Reaksi lanjut yang mungkin antara protein dan polisakarida meliputi susunan langsung
ikatan kovalen antara kedua polimer. Ledward (1979), Tolstoguzov, (1986), Hill and Zadow
(1974) dalam Ledward (1994) menemukan bahwa pada pH 6,0 dan kekuatan ionik rendah
(0,05 M), pektat, alginat dan CMC mampu untuk memodifikasi struktur mioglobin (pI=6,9)
dan bovin serum albumin (pI=4,9) (Imeson et al., 1977). Kelompok hematin pada mioglobin
yang bermuatan positif tinggi, akan cenderung untuk berikatan pada polisakarida anionik.
Globular protein yang lain tidak akan mengarah pada  sebagian penghalang muatan positif,
sehingga mioglobin secara umum tidak aplikatif.

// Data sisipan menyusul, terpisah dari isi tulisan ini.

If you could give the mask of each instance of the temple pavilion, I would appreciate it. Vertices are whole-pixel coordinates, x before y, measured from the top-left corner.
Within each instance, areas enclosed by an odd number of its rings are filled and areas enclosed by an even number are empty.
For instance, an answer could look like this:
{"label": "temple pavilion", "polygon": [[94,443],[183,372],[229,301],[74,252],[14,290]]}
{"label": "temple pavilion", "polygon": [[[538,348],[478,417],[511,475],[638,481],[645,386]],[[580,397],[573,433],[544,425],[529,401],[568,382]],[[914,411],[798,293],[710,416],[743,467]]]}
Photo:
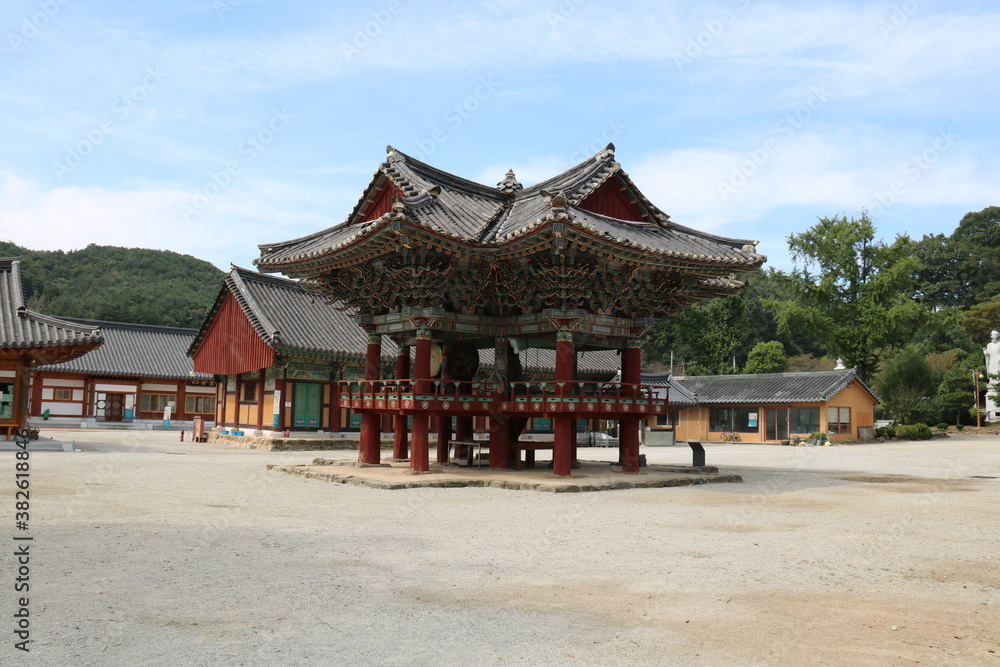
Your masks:
{"label": "temple pavilion", "polygon": [[[255,260],[350,308],[367,332],[365,379],[339,393],[362,415],[359,460],[379,463],[384,415],[414,471],[429,469],[432,416],[445,461],[450,443],[470,446],[473,417],[485,415],[489,465],[506,468],[520,462],[527,419],[547,417],[553,472],[567,476],[576,418],[599,415],[618,420],[622,469],[638,472],[640,420],[667,412],[663,392],[640,382],[643,336],[658,318],[737,293],[738,276],[766,259],[756,242],[671,221],[610,144],[527,188],[512,171],[489,187],[387,152],[345,222],[263,244]],[[385,338],[399,351],[388,378]],[[532,348],[555,351],[554,377],[524,380],[518,355]],[[477,380],[481,349],[493,351],[486,381]],[[618,351],[615,381],[577,379],[586,350]]]}

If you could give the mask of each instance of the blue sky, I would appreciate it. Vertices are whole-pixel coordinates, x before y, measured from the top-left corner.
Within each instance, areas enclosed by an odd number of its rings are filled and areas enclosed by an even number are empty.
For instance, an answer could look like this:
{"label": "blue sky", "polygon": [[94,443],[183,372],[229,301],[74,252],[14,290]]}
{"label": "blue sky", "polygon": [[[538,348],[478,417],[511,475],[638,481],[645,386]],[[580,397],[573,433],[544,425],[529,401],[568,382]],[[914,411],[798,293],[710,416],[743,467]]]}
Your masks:
{"label": "blue sky", "polygon": [[221,268],[333,226],[385,146],[527,184],[608,141],[673,220],[760,241],[1000,205],[991,2],[6,0],[0,240]]}

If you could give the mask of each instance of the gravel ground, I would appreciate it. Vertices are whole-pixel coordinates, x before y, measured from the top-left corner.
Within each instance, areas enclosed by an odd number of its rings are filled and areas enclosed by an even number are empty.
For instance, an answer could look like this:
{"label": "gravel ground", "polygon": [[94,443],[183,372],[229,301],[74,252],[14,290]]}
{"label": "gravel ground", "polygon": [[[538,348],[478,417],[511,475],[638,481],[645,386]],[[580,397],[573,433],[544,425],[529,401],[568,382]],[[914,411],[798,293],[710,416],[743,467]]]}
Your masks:
{"label": "gravel ground", "polygon": [[[314,452],[176,433],[43,435],[84,451],[30,458],[31,652],[6,549],[0,663],[1000,667],[1000,479],[973,478],[1000,477],[996,437],[706,445],[745,482],[543,494],[327,484],[265,468]],[[11,537],[14,464],[0,452]]]}

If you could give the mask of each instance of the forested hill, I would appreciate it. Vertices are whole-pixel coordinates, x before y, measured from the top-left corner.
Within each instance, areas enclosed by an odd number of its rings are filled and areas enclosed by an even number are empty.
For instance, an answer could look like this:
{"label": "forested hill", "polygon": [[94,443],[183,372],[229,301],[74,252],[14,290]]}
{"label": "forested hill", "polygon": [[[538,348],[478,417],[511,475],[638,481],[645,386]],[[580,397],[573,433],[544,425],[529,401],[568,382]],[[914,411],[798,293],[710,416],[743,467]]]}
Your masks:
{"label": "forested hill", "polygon": [[197,327],[225,273],[169,250],[89,245],[28,250],[0,241],[0,257],[21,258],[28,307],[39,313],[175,327]]}

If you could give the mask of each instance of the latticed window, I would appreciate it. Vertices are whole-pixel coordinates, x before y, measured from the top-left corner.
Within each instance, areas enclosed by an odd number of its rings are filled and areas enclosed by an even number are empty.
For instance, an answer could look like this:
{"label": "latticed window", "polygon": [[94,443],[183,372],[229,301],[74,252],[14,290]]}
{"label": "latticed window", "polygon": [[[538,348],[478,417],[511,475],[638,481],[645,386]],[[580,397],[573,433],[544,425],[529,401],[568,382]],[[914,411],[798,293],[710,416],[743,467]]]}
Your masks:
{"label": "latticed window", "polygon": [[240,383],[242,388],[241,401],[244,403],[256,403],[257,402],[257,381],[256,380],[243,380]]}
{"label": "latticed window", "polygon": [[160,412],[167,406],[173,406],[176,397],[173,394],[143,394],[139,399],[139,409],[143,412]]}
{"label": "latticed window", "polygon": [[53,393],[54,398],[57,401],[72,401],[73,400],[73,390],[72,389],[56,389]]}
{"label": "latticed window", "polygon": [[827,408],[826,430],[830,434],[851,434],[851,409]]}
{"label": "latticed window", "polygon": [[185,409],[189,414],[215,412],[214,396],[188,396]]}

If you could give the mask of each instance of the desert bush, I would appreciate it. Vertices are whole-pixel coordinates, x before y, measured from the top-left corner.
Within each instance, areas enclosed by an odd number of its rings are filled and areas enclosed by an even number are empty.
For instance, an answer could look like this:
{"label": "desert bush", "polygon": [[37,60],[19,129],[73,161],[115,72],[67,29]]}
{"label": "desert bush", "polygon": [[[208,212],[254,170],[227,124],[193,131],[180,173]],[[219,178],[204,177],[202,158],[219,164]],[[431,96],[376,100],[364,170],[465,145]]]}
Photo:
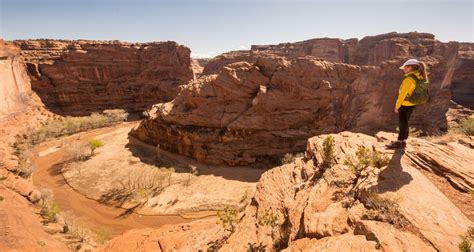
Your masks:
{"label": "desert bush", "polygon": [[370,155],[370,164],[377,168],[387,166],[390,159],[380,151],[373,150]]}
{"label": "desert bush", "polygon": [[[127,178],[118,182],[121,189],[117,191],[115,198],[141,202],[166,186],[170,186],[170,178],[173,172],[174,169],[160,168],[131,173]],[[168,185],[165,185],[165,181],[168,181]]]}
{"label": "desert bush", "polygon": [[273,239],[273,248],[276,251],[280,251],[280,247],[282,245],[283,240],[285,240],[281,233],[277,235],[277,228],[278,228],[278,216],[271,211],[270,209],[265,209],[262,213],[258,215],[257,224],[259,226],[268,226],[271,228],[271,237]]}
{"label": "desert bush", "polygon": [[261,214],[258,215],[257,223],[259,226],[269,226],[275,228],[278,223],[278,216],[274,214],[270,209],[265,209]]}
{"label": "desert bush", "polygon": [[469,227],[464,235],[461,235],[461,242],[459,243],[459,251],[471,252],[472,243],[474,242],[474,226]]}
{"label": "desert bush", "polygon": [[237,209],[230,208],[229,206],[226,206],[224,210],[217,211],[217,217],[219,218],[217,224],[220,224],[224,231],[230,233],[234,232],[240,220]]}
{"label": "desert bush", "polygon": [[49,222],[55,222],[57,220],[57,216],[59,214],[59,205],[56,202],[52,202],[50,204],[43,204],[41,206],[41,216]]}
{"label": "desert bush", "polygon": [[383,197],[375,192],[366,192],[362,200],[364,206],[370,209],[363,219],[383,221],[393,224],[397,228],[409,225],[409,221],[399,212],[399,200],[396,198]]}
{"label": "desert bush", "polygon": [[106,109],[103,114],[109,119],[109,122],[123,122],[128,118],[128,112],[123,109]]}
{"label": "desert bush", "polygon": [[295,162],[297,158],[303,157],[303,153],[286,153],[280,160],[281,164],[291,164]]}
{"label": "desert bush", "polygon": [[467,117],[459,122],[458,130],[461,134],[474,136],[474,117]]}
{"label": "desert bush", "polygon": [[2,202],[5,198],[0,195],[0,202]]}
{"label": "desert bush", "polygon": [[323,141],[323,167],[329,168],[334,165],[334,137],[328,136]]}
{"label": "desert bush", "polygon": [[95,150],[97,148],[100,148],[100,147],[103,147],[104,146],[104,143],[100,140],[97,140],[97,139],[92,139],[89,141],[89,149],[91,150],[91,156],[94,156],[95,155]]}
{"label": "desert bush", "polygon": [[29,152],[33,145],[39,144],[48,138],[72,135],[84,130],[109,126],[112,123],[123,121],[128,116],[124,110],[105,110],[103,114],[92,113],[90,116],[64,117],[60,120],[48,120],[42,126],[30,127],[21,135],[17,135],[12,144],[13,154],[18,157],[18,174],[29,177],[33,167],[30,166]]}
{"label": "desert bush", "polygon": [[70,219],[66,222],[66,227],[68,233],[77,238],[79,242],[83,242],[89,237],[90,231],[79,221]]}
{"label": "desert bush", "polygon": [[376,150],[370,150],[364,146],[359,146],[355,153],[355,158],[352,155],[348,155],[344,160],[344,164],[351,167],[357,176],[369,166],[382,168],[387,166],[388,163],[389,159],[385,154]]}
{"label": "desert bush", "polygon": [[89,146],[85,143],[76,142],[65,149],[66,160],[73,162],[84,161],[89,158]]}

Kompleks larut terbentuk pada pH 5-7
dengan polisakarida anionik dan mioglobin terdenaturasi atau BSA atau gelatin yang tidak
dapat larut karena protein terikat kuat, komplek masih membawa muatan negatif besar
sehingga memiliki sedikit kecenderungan untuk berkumpul. Pembukaan campuran
polisakarida bermuatan dan protein pada kondisi dimana protein tidak melipat menghasilkan
gulungan acak fleksibel yang akan berinteraksi dengan polisakarida sebagai sisi mengikat
muatan potensial positif dan akan terbuka.

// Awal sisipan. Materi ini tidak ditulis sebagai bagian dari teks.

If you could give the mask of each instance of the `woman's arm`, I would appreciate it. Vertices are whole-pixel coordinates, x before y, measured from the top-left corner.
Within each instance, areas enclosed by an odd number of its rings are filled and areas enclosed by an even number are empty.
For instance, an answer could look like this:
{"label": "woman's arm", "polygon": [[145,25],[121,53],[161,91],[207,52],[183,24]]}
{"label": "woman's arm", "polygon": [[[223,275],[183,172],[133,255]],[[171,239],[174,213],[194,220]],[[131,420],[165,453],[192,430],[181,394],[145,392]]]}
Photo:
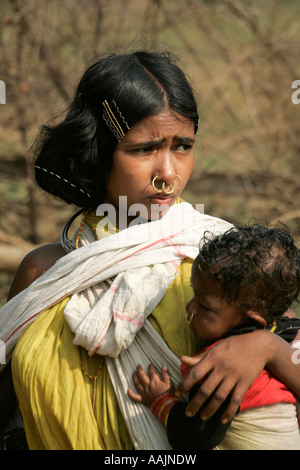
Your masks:
{"label": "woman's arm", "polygon": [[0,374],[0,403],[0,429],[3,429],[17,408],[10,363]]}
{"label": "woman's arm", "polygon": [[[12,282],[8,299],[15,297],[46,272],[65,252],[58,244],[45,245],[25,256]],[[1,310],[0,310],[1,315]],[[0,374],[0,429],[5,428],[17,407],[11,364]]]}
{"label": "woman's arm", "polygon": [[186,393],[206,377],[186,413],[194,416],[212,395],[201,414],[202,419],[208,419],[231,394],[229,405],[222,416],[222,422],[226,423],[234,417],[245,392],[264,368],[268,368],[300,397],[300,364],[293,361],[294,353],[295,349],[289,343],[268,330],[231,336],[200,357],[182,358],[191,369],[178,385],[175,394],[180,396]]}
{"label": "woman's arm", "polygon": [[48,271],[65,254],[65,251],[58,243],[40,246],[28,253],[19,266],[7,300],[12,299],[30,286],[33,281]]}

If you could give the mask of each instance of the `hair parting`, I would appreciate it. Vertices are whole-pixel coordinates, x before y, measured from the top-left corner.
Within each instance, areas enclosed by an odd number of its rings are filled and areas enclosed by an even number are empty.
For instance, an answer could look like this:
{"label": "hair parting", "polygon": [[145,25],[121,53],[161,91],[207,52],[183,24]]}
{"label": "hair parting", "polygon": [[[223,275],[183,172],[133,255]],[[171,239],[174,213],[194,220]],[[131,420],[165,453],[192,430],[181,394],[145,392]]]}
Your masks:
{"label": "hair parting", "polygon": [[44,125],[32,147],[38,185],[80,208],[105,200],[116,146],[140,120],[165,107],[194,122],[198,112],[185,75],[168,52],[111,54],[91,65],[58,124]]}

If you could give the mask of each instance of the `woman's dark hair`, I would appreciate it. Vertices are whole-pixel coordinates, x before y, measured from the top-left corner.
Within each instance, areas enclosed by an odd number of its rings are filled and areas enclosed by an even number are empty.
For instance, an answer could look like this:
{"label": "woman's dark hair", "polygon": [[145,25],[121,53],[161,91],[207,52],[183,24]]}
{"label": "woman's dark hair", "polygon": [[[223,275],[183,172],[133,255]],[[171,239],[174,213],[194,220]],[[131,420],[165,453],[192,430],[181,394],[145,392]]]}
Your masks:
{"label": "woman's dark hair", "polygon": [[286,228],[257,224],[207,234],[195,266],[212,276],[230,304],[256,310],[267,322],[299,298],[300,251]]}
{"label": "woman's dark hair", "polygon": [[131,127],[167,105],[198,125],[192,89],[169,53],[113,54],[90,66],[65,119],[44,125],[34,150],[35,176],[48,193],[78,207],[97,207],[118,144],[103,118],[114,102]]}

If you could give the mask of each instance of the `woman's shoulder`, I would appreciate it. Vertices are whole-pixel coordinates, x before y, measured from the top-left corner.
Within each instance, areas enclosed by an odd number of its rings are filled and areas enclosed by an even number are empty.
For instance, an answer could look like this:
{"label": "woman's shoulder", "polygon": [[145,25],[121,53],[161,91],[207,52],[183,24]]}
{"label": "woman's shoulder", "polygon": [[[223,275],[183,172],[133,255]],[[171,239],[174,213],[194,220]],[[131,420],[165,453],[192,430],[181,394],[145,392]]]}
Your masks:
{"label": "woman's shoulder", "polygon": [[42,245],[30,251],[18,268],[8,294],[8,300],[30,286],[65,254],[66,252],[59,243]]}

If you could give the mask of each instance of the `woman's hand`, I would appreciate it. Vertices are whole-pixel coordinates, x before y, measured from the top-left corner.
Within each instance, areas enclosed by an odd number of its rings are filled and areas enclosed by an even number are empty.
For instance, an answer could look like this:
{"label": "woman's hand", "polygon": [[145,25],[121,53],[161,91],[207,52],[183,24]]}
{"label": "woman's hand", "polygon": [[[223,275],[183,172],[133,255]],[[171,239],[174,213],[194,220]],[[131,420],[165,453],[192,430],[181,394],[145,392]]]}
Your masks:
{"label": "woman's hand", "polygon": [[178,385],[175,395],[185,394],[193,385],[203,380],[187,406],[187,416],[194,416],[212,395],[201,414],[202,419],[208,419],[231,394],[222,422],[226,423],[232,419],[247,389],[266,364],[274,358],[275,336],[267,330],[231,336],[200,356],[182,357],[182,362],[190,367],[190,370]]}
{"label": "woman's hand", "polygon": [[148,375],[143,370],[142,366],[139,365],[136,372],[133,373],[132,379],[139,393],[134,393],[129,389],[128,396],[131,400],[137,403],[143,403],[143,405],[151,406],[158,396],[174,391],[171,377],[166,366],[162,367],[160,378],[153,364],[149,365]]}

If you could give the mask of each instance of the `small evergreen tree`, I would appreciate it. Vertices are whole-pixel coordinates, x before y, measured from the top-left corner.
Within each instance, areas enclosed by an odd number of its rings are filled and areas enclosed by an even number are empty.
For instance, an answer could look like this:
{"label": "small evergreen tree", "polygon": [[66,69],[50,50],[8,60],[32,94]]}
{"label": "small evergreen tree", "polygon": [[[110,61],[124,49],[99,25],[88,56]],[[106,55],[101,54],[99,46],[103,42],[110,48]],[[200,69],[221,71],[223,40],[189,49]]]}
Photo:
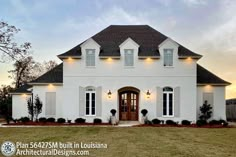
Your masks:
{"label": "small evergreen tree", "polygon": [[200,107],[201,115],[200,119],[201,120],[208,120],[211,118],[212,114],[212,107],[210,104],[207,103],[207,100],[204,102],[204,104]]}
{"label": "small evergreen tree", "polygon": [[31,116],[31,120],[33,121],[34,120],[34,104],[33,104],[32,98],[29,98],[27,100],[27,106],[28,106],[28,113]]}
{"label": "small evergreen tree", "polygon": [[40,101],[39,97],[36,95],[34,102],[34,115],[36,121],[38,120],[38,115],[42,112],[43,103]]}

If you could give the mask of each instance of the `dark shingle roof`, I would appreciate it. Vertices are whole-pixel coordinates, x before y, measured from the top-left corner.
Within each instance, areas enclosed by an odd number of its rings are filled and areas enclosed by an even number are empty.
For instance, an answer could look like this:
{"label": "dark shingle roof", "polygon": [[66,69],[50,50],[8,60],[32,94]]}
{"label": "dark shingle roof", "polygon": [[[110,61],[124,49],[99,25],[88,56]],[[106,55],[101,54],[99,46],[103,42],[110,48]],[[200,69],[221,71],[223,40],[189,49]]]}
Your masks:
{"label": "dark shingle roof", "polygon": [[[119,45],[129,37],[140,46],[139,56],[151,57],[160,56],[158,45],[168,38],[148,25],[111,25],[94,35],[92,39],[101,46],[99,56],[120,56]],[[81,44],[58,57],[81,56]],[[182,45],[179,46],[178,53],[179,56],[201,57]]]}
{"label": "dark shingle roof", "polygon": [[63,63],[59,64],[30,83],[63,83]]}
{"label": "dark shingle roof", "polygon": [[29,84],[24,84],[22,86],[20,86],[19,88],[15,89],[14,91],[12,91],[11,93],[31,93],[31,91],[29,90],[30,88],[32,88],[32,85]]}
{"label": "dark shingle roof", "polygon": [[219,84],[230,85],[229,82],[219,78],[199,64],[197,65],[197,83],[198,84]]}

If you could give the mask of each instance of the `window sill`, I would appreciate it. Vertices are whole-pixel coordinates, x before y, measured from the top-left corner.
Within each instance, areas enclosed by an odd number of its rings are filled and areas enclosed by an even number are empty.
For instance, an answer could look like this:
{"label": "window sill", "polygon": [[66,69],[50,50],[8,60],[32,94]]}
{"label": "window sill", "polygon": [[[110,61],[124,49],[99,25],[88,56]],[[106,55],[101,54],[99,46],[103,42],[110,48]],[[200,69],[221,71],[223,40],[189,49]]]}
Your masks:
{"label": "window sill", "polygon": [[96,117],[96,115],[85,115],[85,117]]}
{"label": "window sill", "polygon": [[86,68],[88,68],[88,69],[96,69],[95,66],[86,66]]}
{"label": "window sill", "polygon": [[163,115],[162,115],[162,117],[163,117],[163,118],[174,118],[175,116],[163,116]]}
{"label": "window sill", "polygon": [[134,66],[125,66],[125,69],[134,69]]}
{"label": "window sill", "polygon": [[174,68],[174,66],[164,66],[164,68]]}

4. Interaksi Karbohidrat dengan Lemak


Gluconeogenesis merupakan istilah yang digunakan untuk mencakup semua
mekanisme dan lintasan yang bertanggung jawab untuk mengubah senyawa nonkarbohidrat
menjadi glukosa atau glikogen. Substrat utama bagi gluconeogenesis adalah asam amino
glukogenik, laktat, gliserol, dan propionate.
Gluconeogenesis memenuhi kebutuhan tubuh akan glukosa pada saat karbohidrat tidak
tersedia dalam jumlah yang cukup di dalam makanan. Pasokan glukosa yang terus menerus
diperlukan sebagai sumber energy khususnya bagi system syaraf dan eritrosit.
Kadar glukosa darah dibawah nilai kritis akan menimbulkan disfungsi otak yang dapat
mengakibatkan koma dan kematian. Glukosa juga dibutuhkan dalam jaringan adiposa sebagai
sumber gliserida-gliserol, dan mungkin mempunyai peran didalam mempertahankan kadar
intermediate pada siklus asam sitrat di banyak jaringan tubuh. Bahkan dalam keadaan lemak
memasok sebagian besar kebutuhan kalori bagi organisme tersebut, selalu terdapat kebutuhan
basal tertentu akan glukosa. Glukosa merupakan satu satunya bahan bakar yang memasok
energy bagi otot rangka pada keadaan anaerob. Unsur ini merupakan precursor gula susu di
kalenjar payudara. Selain itu mekanisme glukoneogenik dipakai untuk membersihkan produk
metabolisme jaringan lainnya dari darah misal laktat yang dihasilkan oleh otot dan eritrosit,
dan gliserol yang terus menerus diproduksi oleh jaringan adipose. Propionate yaitu asam
lemak glukogenik utama yang dihasilkan dalam proses digestif karbohidrat oleh hewan
pemamah biak merupakan substrat penting untuk glukoneogenesis didalam tubuh spesies ini.
Propionate merupakan sumber utama glukosa yang memasuki lintasan
gluconeogenesis. Dalam proses ini diperlukannya vitamin biotin sebagai koenzim.
Gliserol merupakan produk metabolisme jaringan adipose, hati dan ginjal mampu
mengubah gliserol menjadi glukosa darah dengan menggunakan enzim.

32
Gliserol 3 fosfat untuk sintesis gliserol di jaringan adipose berasal dari glukosa darah.
Senyawa asil gliserol pada jaringan adipose terus menerus mengalami hidrolisis untuk
membentuk gliserol bebas yang tidak dapat digunakan oleh jaringan adipose dan karenanya
akan berdifusi keluar serta masuk kedalam darah gliserol bebas ini dikonversi kembali
menjadi glukosa lewat mekanisme gluconeogenesis di hati dan ginjal.
Insulin memainkan peran penting dalam mengatur kadar glukosa darah, hormone ini
dihasilkan oleh sel sel Bheta pada pulau Langerhans pancreas sebagai reaksi langsung
terhadap keadaan hiperglikemia. Pemberian insulin akan mengakibatkan hipoglikemia
seketika, zat zat lain yang menyebabkan pelepasan insulin adalah asam amino, asam lemak
bebas, badan keton dan obat obat sulfonaria.
Hormon insulin merangsang lipogenesis melalui beberapa metode. Hormon ini
meningkatkan pengangkutan glukosa ke dalam sel dan dengan demikian meningkatkan
ketersediaan asam piruvat untuk sintesis asam lemak maupun gliserol 3-fosfat untuk
esterifikasi asam lemak yang baru terbentuk. Insulin mengonversi piruvat dehidrogenase
bentuk inaktif menjadi bentuk aktif di jaringan adiposa, tetapi tidak di hati.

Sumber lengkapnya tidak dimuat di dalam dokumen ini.